WPCA
- Waupaca, Wisconsin; United States;
- Frequency: 800 kHz
- Branding: 100.7 The Foundry

Programming
- Format: Mainstream rock

Ownership
- Owner: Donald Grassman and Keith Bratel; (Tower Road Media, Inc.);
- Sister stations: WDUX-FM

History
- First air date: April 29, 1956 (as WDUX)
- Former call signs: WDUX (1956–2020)
- Call sign meaning: WauPaCA

Technical information
- Licensing authority: FCC
- Facility ID: 36245
- Class: B
- Power: 5,000 watts day 500 watts night
- Transmitter coordinates: 44°21′15.00″N 89°3′29.00″W﻿ / ﻿44.3541667°N 89.0580556°W
- Repeater: 100.7 W264DS (Waupaca)

Links
- Public license information: Public file; LMS;
- Webcast: Listen live
- Website: waupacarocks.com

= WPCA (AM) =

WPCA (800 AM) is a radio station broadcasting a Mainstream rock format. Licensed to Waupaca, Wisconsin, United States, the station is currently owned by Donald Grassman and Keith Bratel, through licensee Tower Road Media.

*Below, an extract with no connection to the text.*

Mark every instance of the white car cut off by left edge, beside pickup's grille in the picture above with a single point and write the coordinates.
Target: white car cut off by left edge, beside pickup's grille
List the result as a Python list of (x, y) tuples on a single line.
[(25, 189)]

800 AM is a Mexican clear-channel frequency.

==History==

Joint logo for WDUX and WDUX-FM, used until 2020

The station began broadcasting on April 29, 1956, under founding owner Dorothy Laird. Mrs. Laird was part of the Laird family, whose presence in broadcasting included patriarch Ben Laird owning Green Bay's WDUZ-AM & FM as well as stations in Upper Michigan and South Dakota. The station, at 800 kHz, started with a daytime operation of 500 watts, then later 1 kW. Around 1964, daytime power was increased to 5 kW, with a pre-sunrise power of 500 watts. Post-sunset authority was granted in 1987.

For many years, WDUX simulcast the contemporary music format of sister station WDUX-FM (92.7). At some point, "AM 800" would split from the simulcast and converted to a classic country format, at times either digitally-automated or carrying Dial Global's "Classic Hit Country" format.

In February 2020, Ben and Dorothy Laird's son, Bill Laird, would retire from broadcasting and sell WDUX and WDUX-FM to Tower Road Media, whose principal owners have stakes in other stations in Northeast Wisconsin and Iron Mountain, Michigan. By that May, when WDUX-FM would change formats from adult contemporary to classic hits, WDUX would temporarily leave the air to update its broadcast facilities. On July 13 at 4:20 p.m., the station returned to the air with a new call sign (WPCA), a new FM translator signal (W264DS, at 100.7 MHz) as Mainstream rock, rebranded as "100.7 The Foundry," a nod to the Waupaca Foundry.